Friday, April 19, 2013

Troubleshooting SharePoint Server 2013 MP

Bumped into this issue at a customers location.

The SharePoint Server 2013 MP was imported and – as stated in the related MP guide – properly configured. But no matter what, nothing was discovered so nothing was monitored:
image

Which was a bit frustrating. So time to investigate. And – when possible – to solve the issue.

The investigation
When the Configure SharePoint Management Pack Task is run, an output will be generated within a couple of minutes, telling you exactly when certain Discoveries will be run.
image

And:
image

When I looked in the OpsMgr eventlog of those SharePoint servers, EventID 0, Source Operations Manager was logged with this description: ‘Cannot identify which SharePoint farm this server is associated with. Check the management pack guide for troubleshooting information.’
image

The cause
So apparently the Discoveries were fired on the SharePoint 2013 Servers, but they didn’t get very far. No Discovery = No Monitoring. Period. Time to find out why the Discoveries failed.

Soon I found this posting of much respected SCOM Guru Tim McFadden. Even though this posting is about the SAME issue with SharePoint 2010, it has many resemblances. However, there is ONE crucial difference.

In the SharePoint 2010 case the culprit was Windows Management Framework 3.0. Which isn’t really required for SharePoint 2010. So a simple removal as described in the same posting by Tim solves the issue and makes it work.
image

But when looking at the requirements for SharePoint Server 2013 there is the REQUIREMENT for Windows Management Framework 3.0:
image

So removing it won’t do. Even worse, it will most certainly break some of the functionality of SharePoint Server 2013! So that’s not the way to go!!!

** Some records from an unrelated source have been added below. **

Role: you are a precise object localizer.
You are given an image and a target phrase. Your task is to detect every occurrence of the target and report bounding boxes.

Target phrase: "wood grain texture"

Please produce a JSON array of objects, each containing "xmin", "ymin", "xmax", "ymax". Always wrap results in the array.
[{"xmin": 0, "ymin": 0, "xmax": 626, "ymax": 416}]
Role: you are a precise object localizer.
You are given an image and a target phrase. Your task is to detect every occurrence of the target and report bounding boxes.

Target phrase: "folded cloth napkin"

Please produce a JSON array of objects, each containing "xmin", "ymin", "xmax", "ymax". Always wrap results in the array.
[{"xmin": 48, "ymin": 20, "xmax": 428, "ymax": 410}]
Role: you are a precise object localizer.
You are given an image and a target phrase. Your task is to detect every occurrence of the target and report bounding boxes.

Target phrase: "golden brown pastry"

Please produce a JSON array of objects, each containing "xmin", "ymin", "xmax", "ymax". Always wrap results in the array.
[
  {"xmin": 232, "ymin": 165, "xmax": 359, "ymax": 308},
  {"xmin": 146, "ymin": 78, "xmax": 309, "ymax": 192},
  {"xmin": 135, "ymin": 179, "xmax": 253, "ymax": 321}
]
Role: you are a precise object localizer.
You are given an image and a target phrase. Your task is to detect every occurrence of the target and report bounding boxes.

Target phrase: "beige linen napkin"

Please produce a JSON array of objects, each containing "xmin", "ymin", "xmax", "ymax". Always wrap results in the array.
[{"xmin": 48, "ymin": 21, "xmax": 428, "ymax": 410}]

None the less, the behavior is exactly the same. When trying to run SharePoint 2013 Management Shell, this error is what I got (also the same error for the account being used by the SharePoint 2013 MP): The local farm is not accessible. Cmdlets with FeatureDependencyId are not registered.
image

How it was solved
It even got more sillier. When I went to speak with one of the super system administrators about this issue, he logged on to one of the SharePoint Server 2013 boxes, and started the SharePoint 2013 Management Shell without any issues at all! No error message! It just started!

Even though it looked like erratic behavior it showed Windows Management Framework 3.0 wasn’t the culprit here. Otherwise this system administrator would have seen the same error. So something else was at play here.

And when found, it would solve this issue. Comparing the properties of the SharePoint 2013 Management Shell between his account and mine, didn’t show any differences. So adding the switch –v2 (or –version 2 for that matter) as stated in many postings on the internet (like this one), won’t do. Also it will generate an error since SharePoint 2013 requires a higher version of PowerShell. Downgrading it will result in another failure…

Also the path variables were checked. And they matched as well. So somehow somewhere I wasn’t allowed to load that SharePoint Server 2013 PS extension. Time to zoom in on that.

BINGO!
Now I found this posting of Koen Vosters, all about the issues I bumped into. As he describes in the same posting: ‘…You have someone who has the rights to run powershell add your user as SP Shell Admin…’. In this case the system administrator who runs the SharePoint 2013 Management Shell without any issues at all.

When he run the command giving my account and the SCOM account the permissions to run SharePoint 2013 Management Shell this is what happened when I tried to run it:
image

Yeah! It works!!! The same for the SCOM account used by the SharePoint Server 2013 MP! Awesome!

SharePoint is being monitored now
Time to run the Configure SharePoint Management Pack Task again. And within 30 minutes the results came in:
image

Afterwards all the views in this MP got populated WITH a health status! Awesome!

5 comments:

Unknown said...

Amazing post!! thanks a lot

Suggestion!

You will get more number of compliment if it doesnt ask for email and password.. :)

Daniel said...

Hi Marnix,
We are currently facing the same issue for few set of servers in a particular domain. We have created a seperate run as account for these servers and have distriuted to these servers alone. But still after running the task the servers are unidentified.

The Sharepoint team confirms that the Run as account has access to the Shell prompt and when run as administrator they could see no Errors. Please assist.

Jack said...

I'm seeing the same problem.

DavidL said...

That helped...... Thanks

Sploy said...

Is there a way to remove discovered Sharepoint servers from SCOM?